The primary outcome was all-cause fatality. Secondary outcomes included treatment failure, superinfections, colonization, and adverse events. Two authors independently collected data. We pooled relative risks (RR) with their 95% confidence intervals (CI) using the fixed effect model. We extracted outcomes by intention-to-treat analysis whenever possible.

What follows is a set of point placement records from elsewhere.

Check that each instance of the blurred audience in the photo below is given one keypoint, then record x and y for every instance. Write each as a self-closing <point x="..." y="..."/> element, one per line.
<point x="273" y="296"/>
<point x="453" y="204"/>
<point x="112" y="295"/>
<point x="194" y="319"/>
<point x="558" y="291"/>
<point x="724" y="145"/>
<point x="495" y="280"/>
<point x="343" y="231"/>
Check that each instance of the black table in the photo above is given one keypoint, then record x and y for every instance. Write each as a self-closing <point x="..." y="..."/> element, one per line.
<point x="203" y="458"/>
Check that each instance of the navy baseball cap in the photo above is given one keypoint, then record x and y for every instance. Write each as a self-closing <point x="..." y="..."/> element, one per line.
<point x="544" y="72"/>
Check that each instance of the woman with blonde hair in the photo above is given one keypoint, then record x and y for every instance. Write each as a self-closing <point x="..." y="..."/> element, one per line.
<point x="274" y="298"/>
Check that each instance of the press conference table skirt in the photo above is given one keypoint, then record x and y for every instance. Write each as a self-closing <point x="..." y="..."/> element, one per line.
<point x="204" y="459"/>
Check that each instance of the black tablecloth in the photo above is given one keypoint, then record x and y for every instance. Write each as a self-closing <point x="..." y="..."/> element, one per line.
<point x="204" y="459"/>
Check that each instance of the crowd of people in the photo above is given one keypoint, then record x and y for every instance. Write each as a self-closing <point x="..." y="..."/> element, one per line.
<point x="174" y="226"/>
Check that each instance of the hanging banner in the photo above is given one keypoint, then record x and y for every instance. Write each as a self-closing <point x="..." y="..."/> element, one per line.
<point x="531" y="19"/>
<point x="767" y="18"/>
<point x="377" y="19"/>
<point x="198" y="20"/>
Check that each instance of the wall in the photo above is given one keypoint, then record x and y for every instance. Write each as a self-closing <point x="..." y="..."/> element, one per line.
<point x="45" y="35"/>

We included 64 trials, randomizing 7586 patients. Twenty trials compared the same beta-lactam in both study arms, while the remaining compared different beta-lactams using a broader spectrum beta-lactam in the monotherapy arm. In studies comparing the same beta-lactam, we observed no difference between study groups with regard to all-cause fatality, RR 1.01 (95% CI 0.75-1.35) and clinical failure, RR 1.11 (95% CI 0.95-1.29). In studies comparing different beta-lactams, we observed an advantage to monotherapy: all cause fatality RR 0.85 (95% CI 0.71-1.01), clinical failure RR 0.77 (95% CI 0.69-0.86). No significant disparities emerged from subgroup and sensitivity analyses, including the assessment of patients with Gram-negative and Pseudomonas aeruginosa infections. We detected no differences in the rate of resistance development. Adverse events rates did not differ significantly between the study groups overall, although nephrotoxicity was significantly more frequent with combination therapy, RR 0.30 (95% CI 0.23-0.39). We found no heterogeneity for all comparisons. We included a small subset of studies addressing patients with Gram-positive infections, mainly endocarditis. We identified no difference between monotherapy and combination therapy in these studies.


The addition of an aminoglycoside to beta-lactams for sepsis should be discouraged. All-cause fatality rates are unchanged. Combination treatment carries a significant risk of nephrotoxicity.